Après un premier semestre difficile, le dollar américain (DXY) montre des signes de rebond, porté par des négociations commerciales en cours, une attitude plus patiente de la Réserve fédérale américaine (Fed), des données économiques encourageantes et un repositionnement des investisseurs sur les marchés boursiers.
Ce regain d’intérêt pour le dollar s’explique également par des facteurs techniques, notamment des conditions de survente, un sentiment baissier prononcé et un soutien important pour la tendance à long terme du DXY. Cependant, l’évolution du dollar est intrinsèquement liée à la performance de ses principales devises comparatives, en particulier l’euro, qui représente 58 % du panier de monnaies constituant le DXY.
À ce stade, les perspectives économiques de la zone euro semblent moins favorables que celles des États-Unis. La Banque centrale européenne (BCE) a mis en pause ses hausses de taux d’intérêt le mois dernier, après avoir réduit son taux directeur de 4 % à 2 % au cours de l’année écoulée, avec quatre baisses de 0,25 point de pourcentage en 2025 et une autre attendue d’ici décembre. Cette politique monétaire contraste fortement avec celle de la Fed, dont le taux directeur actuel se situe à 4,5 %, sans baisse à l’horizon pour le moment, et avec la possibilité de deux ou trois réductions de 0,25 point de pourcentage d’ici la fin de l’année.
La présidente de la BCE, Christine Lagarde, a souligné que les risques pesant sur la croissance économique de la zone euro restent « orientés à la baisse ». Un ton différent de celui adopté par le président de la Fed, Jerome Powell, qui a déclaré la semaine dernière : « Malgré une incertitude élevée, l’économie américaine est dans une position solide. »
L’arrivée prochaine d’Adriana Kugler au sein du conseil des gouverneurs de la Fed, suite à sa démission la semaine dernière, pourrait renforcer l’orientation actuelle de la banque centrale américaine.

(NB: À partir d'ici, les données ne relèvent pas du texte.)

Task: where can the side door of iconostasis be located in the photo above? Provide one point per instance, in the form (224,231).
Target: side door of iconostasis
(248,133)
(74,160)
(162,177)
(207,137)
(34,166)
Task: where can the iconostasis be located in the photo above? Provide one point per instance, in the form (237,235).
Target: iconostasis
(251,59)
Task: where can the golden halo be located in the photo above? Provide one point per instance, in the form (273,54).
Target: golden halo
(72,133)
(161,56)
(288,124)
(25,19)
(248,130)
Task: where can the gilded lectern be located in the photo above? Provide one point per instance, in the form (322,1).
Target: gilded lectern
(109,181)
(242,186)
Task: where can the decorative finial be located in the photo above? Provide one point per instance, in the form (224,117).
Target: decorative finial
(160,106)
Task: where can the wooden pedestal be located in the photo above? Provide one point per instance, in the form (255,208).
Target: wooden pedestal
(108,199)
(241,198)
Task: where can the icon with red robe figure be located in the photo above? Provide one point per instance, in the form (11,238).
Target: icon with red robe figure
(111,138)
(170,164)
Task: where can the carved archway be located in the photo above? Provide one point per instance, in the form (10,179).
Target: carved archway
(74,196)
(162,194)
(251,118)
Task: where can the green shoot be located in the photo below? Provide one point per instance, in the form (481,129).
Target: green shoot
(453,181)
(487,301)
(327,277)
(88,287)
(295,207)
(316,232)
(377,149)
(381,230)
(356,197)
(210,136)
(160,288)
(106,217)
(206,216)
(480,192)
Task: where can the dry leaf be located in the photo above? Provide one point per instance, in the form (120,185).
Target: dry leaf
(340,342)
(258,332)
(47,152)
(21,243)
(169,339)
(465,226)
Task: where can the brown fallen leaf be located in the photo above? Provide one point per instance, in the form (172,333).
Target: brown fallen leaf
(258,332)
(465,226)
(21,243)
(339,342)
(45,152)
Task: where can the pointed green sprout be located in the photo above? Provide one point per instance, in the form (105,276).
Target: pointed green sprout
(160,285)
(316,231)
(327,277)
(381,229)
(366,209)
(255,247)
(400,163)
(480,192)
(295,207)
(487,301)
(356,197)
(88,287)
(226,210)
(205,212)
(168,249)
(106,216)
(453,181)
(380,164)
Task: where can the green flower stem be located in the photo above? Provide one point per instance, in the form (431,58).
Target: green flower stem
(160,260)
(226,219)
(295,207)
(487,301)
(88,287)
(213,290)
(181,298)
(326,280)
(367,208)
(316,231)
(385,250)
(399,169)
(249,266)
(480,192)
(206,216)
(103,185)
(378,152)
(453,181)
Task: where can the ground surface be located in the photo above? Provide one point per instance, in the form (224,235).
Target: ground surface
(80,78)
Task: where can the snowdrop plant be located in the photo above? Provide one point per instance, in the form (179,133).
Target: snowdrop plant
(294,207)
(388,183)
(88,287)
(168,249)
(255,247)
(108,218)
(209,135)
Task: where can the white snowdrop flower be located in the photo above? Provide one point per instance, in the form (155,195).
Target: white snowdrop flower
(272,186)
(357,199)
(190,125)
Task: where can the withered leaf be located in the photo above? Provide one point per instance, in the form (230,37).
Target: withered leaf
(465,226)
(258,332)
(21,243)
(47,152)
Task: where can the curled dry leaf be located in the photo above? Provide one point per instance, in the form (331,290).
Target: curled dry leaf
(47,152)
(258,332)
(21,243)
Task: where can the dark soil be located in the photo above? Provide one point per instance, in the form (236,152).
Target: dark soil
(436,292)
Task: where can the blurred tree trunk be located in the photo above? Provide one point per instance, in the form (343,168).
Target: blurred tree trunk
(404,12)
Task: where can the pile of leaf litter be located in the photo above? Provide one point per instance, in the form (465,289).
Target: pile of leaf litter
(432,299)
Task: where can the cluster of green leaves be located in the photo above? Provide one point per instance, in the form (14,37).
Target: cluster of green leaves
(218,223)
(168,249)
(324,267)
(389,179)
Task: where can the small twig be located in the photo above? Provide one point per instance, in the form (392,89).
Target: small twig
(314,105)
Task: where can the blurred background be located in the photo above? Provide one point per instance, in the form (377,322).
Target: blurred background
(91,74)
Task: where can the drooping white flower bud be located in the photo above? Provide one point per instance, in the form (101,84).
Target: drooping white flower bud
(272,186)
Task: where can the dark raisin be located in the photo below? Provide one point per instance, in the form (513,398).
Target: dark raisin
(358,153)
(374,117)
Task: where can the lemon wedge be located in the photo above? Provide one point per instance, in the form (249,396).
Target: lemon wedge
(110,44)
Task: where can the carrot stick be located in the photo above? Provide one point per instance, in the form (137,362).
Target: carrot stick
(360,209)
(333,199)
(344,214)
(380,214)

Toutefois, les experts ne s’attendent pas à un changement majeur par rapport aux prévisions du marché concernant le début des baisses de taux en septembre.
Sur le long terme, le dollar continue de bénéficier d’une tendance haussière amorcée en 2008. La baisse actuelle de 12 % par rapport au sommet de janvier est comparable à d’autres corrections observées depuis que le dollar a dépassé les niveaux de 2009-2010. Le positionnement court des investisseurs institutionnels et des fonds spéculatifs a également atteint des niveaux extrêmes, souvent observés avant des retournements de tendance.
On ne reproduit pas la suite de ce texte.